Hans Hoek: confrontaties aandurven
Het gaat goed als een bestuurder zich realiseert dat hij niet de wijsheid in pacht heeft, dat er altijd tegenargumenten zijn. En als een toezichthouder kritisch blijft kijken, ongeacht de druk. Dat betekent dat de Raad van Toezicht af en toe een conflict met de Raad van Bestuur zal hebben. Je moet accepteren dat dit soort confrontaties er zijn, dat ze er horen te zijn, en dat ze over het algemeen constructief aflopen.
Karel Vuursteen – het gaat om het ethische kompas.
Iedereen moet dilemma’s herkennen en weten hoe je tot oplossingen komt. Dat kan alleen door ontwikkeling en openheid. Anders kun je als bestuurder geen verantwoordelijkheid dragen. Dat ontwikkelen naar de haarvaten is buitengewoon motiverend voor de organisatie en ook leuk.
Leen Paape: beslissen in onzekerheid
Achteraf kan iedereen altijd wel zeggen wat je had moeten doen. Maar op het moment zelf? Dan is het niet altijd zo simpel. Ik vind dat je voorzichtig moet zijn met het gooien van de eerste steen. Want let wel: de ogen zijn gericht op het individu die een beslissing neemt. Maar het is niet zo dat een situatie geregeerd wordt door dat ene individu. Er is een heel systeem ingericht, en zulke systemen zijn krachtig.
Jan Eijsbouts: van kartelafspraken naar good governance
Het was de bedoeling dat de BU’s meer zelfstandigheid zouden krijgen. Maar als je dat doet zonder een gezamenlijke bestuurscultuur, een algemene ‘set of values’ dan loop je een risico. Dat bleek ook zo. (..) Wat ik vanuit een governance oogpunt wilde was iets heel onconventioneels: een governance aanpak die verboden kartelafspraken zou gaan voorkomen.
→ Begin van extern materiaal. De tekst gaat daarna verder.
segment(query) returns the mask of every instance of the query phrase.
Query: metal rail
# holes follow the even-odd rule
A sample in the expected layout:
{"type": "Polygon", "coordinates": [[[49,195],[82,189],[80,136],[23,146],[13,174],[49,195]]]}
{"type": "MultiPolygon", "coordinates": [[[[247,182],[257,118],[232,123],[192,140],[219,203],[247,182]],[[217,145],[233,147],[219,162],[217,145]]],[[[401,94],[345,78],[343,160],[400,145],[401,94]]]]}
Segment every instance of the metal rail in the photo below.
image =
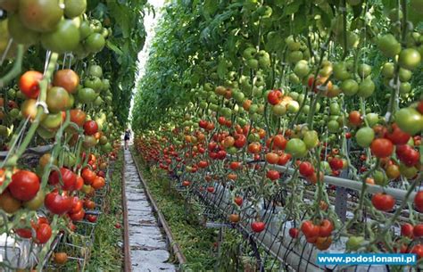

Wim Dik: ruimte voor ondernemendheid
In een land met al die ‘ikkers’ moet governance ontplooiing mogelijk maken. Het land is verwend en verwacht van de overheid overal oplossingen voor. Voor groepsdruk in een Raad van Commissarissen moet een oplossing komen en je moet groepsdruk vanuit de eigen organisatie onderkennen als iets waar een governance-probleem achter kan schuilgaan. Het beste systeem voor governance is een systeem waarin besturen zo weinig mogelijk tijd kost. Criteria voor Good Governance zijn ruimte voor doortastendheid, transparantie en het ‘gedijen van vakinhoudelijke inzet.
Marcel van Oosten: laat je geweten spreken.
Het eigen geweten en het ethisch besef zijn dè drijvende krachten voor good governance van iedere ondernemer. Ik zie over de lange termijn vooruitgang in het denken en handelen van ondernemers. De invloed van Descartes en Rousseau werkt nog steeds door.